A friend loaned me the movie Into the Wild recently. I found it to be trite, typical romanticist nature worship, with a thoroughly unlikable protagonist – a spoiled college kid who thinks his parents are just, like, so shallow and materialistic, man, so he runs off on a two-year journey to the Alaskan wilderness where he starves to death, but not before arriving at the stunning conclusion that there’s nothing particularly moral or impressive about living a narcissistic life removed from all human contact. Most of us manage to figure that out without leaving our family to agonize for years over our well-being, until they finally get news of the discovery of our corpse, but apparently I was supposed to be impressed by his determination to find authenticity.

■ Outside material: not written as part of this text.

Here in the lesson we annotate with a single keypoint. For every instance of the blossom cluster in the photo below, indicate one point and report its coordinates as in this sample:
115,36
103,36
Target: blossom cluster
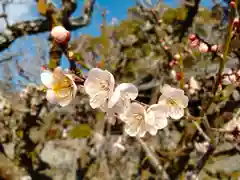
118,100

I was more struck by the way he didn’t bother to tell his younger, adoring sister goodbye, nor contact her during his absence. In fact, several wiser people throughout the film attempt to make themselves available to him, but his head is too full of idealistic clichés (and too far up his own ass) to take notice.
In light of the fact that the above review is so inexplicably positive, I thought I’d dig up one written more than a hundred years before McCandless ever picked up a Jack London novel, but which nonetheless is far more penetrating:
You want to live “according to nature”? Oh you noble Stoics, what deceptive words these are! Imagine a being like nature, wasteful beyond measure, indifferent beyond measure, without purpose and consideration, without mercy and fairness, fertile and desolate and uncertain at the same time; imagine indifference itself as a power—how could you live according to this indifference? Living—is that not precisely wanting to be other than this nature? Is not living estimating, preferring, being unjust, being limited, wanting to be different? And supposing your imperative “live according to nature” meant at bottom as much as “live according to life”—how could you not do that? Why make a principle of what you yourselves are and must be?— In truth, the matter is altogether different: while you pretend rapturously to read the canon of your law in nature, you want something opposite, you strange actors and self-deceivers! Your pride wants to impose and incorporate your morality, your ideal onto nature, even onto nature, you demand that it be nature “according to the Stoa,” and you would like all existence to exist only after your own image—as an immense eternal glorification and universalization of Stoicism!